Seis adolescentes com deficiência múltipla passam de uma classe especial para turmas regulares de 6ª série, fazendo da inclusão parte importante da proposta pedagógica escolar

POR:
Denise Pellegrini
Recepção calorosa: Jurema apresenta José Henrique, Rafael, Evandro, Maílson, Aurilene e Bruno aos colegas. Fotos: Marie Ange Bordas
Recepção calorosa: Jurema apresenta José Henrique, Rafael,
Evandro, Maílson, Aurilene e Bruno aos colegas.
Fotos: Marie Ange Bordas

 

O zunzunzum que vinha do corredor e do pátio deixava os alunos da professora Jurema Dantas de Oliveira Hirsh agitados, curiosos, interessados em saber o que se passava fora da pequena sala, localizada embaixo da rampa de acesso ao primeiro andar.Aurilene, 15 anos, Bruno, 19, Evandro, 16, José Henrique, 19, Maílson, 17, e Rafael, 17, queriam estar com os outros, o que não acontecia nem mesmo durante o intervalo. Diagnosticados com paralisia cerebral, os jovens estavam matriculados em 2005 numa classe especial da EMEF Armando Cavazza, em Barueri, na Grande São Paulo. Ciente de que eles entendiam tudo à sua volta - apesar das dificuldades de comunicação e locomoção -, a professora decidiu iniciar um processo de inclusão, dando à turma o direito (previsto pela Constituição) de estudar em classes regulares.

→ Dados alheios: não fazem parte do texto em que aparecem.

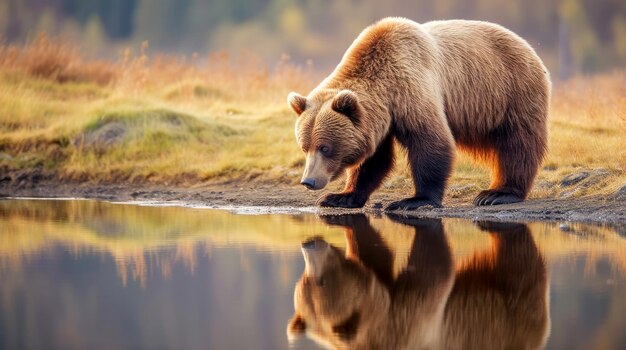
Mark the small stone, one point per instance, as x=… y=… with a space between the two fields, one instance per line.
x=575 y=178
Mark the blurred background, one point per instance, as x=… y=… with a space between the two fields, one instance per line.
x=572 y=36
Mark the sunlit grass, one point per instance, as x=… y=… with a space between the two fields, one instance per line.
x=195 y=120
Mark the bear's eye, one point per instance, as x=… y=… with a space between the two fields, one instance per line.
x=325 y=150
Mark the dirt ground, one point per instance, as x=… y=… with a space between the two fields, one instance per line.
x=594 y=209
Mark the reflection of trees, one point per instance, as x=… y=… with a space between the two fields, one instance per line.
x=496 y=298
x=141 y=238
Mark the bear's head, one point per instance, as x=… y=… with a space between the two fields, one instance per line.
x=327 y=130
x=338 y=302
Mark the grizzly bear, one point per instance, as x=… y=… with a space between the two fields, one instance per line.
x=495 y=300
x=427 y=86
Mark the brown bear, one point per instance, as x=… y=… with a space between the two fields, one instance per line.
x=495 y=300
x=426 y=86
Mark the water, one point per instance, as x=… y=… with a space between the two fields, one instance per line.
x=82 y=274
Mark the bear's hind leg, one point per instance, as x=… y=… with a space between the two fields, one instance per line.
x=363 y=180
x=516 y=160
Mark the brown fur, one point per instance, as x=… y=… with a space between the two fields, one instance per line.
x=429 y=86
x=498 y=299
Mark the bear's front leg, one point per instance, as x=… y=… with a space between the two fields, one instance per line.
x=430 y=155
x=363 y=180
x=343 y=200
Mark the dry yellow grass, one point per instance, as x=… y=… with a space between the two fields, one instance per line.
x=190 y=120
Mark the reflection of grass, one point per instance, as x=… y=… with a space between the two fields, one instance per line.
x=140 y=237
x=188 y=120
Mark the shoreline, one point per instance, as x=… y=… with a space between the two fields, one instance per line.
x=252 y=198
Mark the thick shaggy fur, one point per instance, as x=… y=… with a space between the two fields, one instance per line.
x=428 y=86
x=496 y=299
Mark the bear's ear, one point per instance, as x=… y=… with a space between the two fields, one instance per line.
x=348 y=328
x=297 y=102
x=346 y=103
x=296 y=327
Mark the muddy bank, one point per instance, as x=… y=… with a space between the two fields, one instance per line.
x=596 y=209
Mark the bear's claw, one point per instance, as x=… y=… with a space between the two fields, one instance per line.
x=496 y=197
x=412 y=204
x=342 y=200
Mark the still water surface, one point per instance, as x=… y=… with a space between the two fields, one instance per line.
x=90 y=275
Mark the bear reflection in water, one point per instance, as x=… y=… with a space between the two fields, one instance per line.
x=495 y=299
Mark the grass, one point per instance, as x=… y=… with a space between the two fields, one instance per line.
x=194 y=120
x=132 y=234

O trabalho beneficiou toda a escola, que no ano passado acabou se tornando verdadeiramente inclusiva - suas instalações já eram preparadas para atender a quem tem dificuldades de locomoção - com a adaptação do projeto pedagógico à legislação vigente. O sucesso da idéia, uma das vencedoras do Prêmio Victor Civita Educador Nota 10 em 2006, se deve às estratégias utilizadas."Jurema viabilizou uma proposta que já deveria ter sido implantada em todas as escolas", afirma Daniela Alonso, consultora que participou da seleção do prêmio. Ela destaca a criação de condições para acabar com o preconceito: "A professora construiu as atividades etapa por etapa, planejando situações de sensibilização do grupo ao longo do tempo"(leia mais no quadro).
 

Dos seis, apenas um já havia sido matriculado numa sala regular. Os outros só conheciam as salas especiais. "A primeira coisa foi unificar o horário do recreio e permitir que eles participassem da vida da escola", lembra Jurema. Percebendo o interesse, ela lançou um desafio:"Vamos mostrar que vocês são competentes". No início, a presença dos jovens causou estranheza. Os outros não estavam acostumados a conviver com colegas que tinham deficiência e mal deram atenção a eles.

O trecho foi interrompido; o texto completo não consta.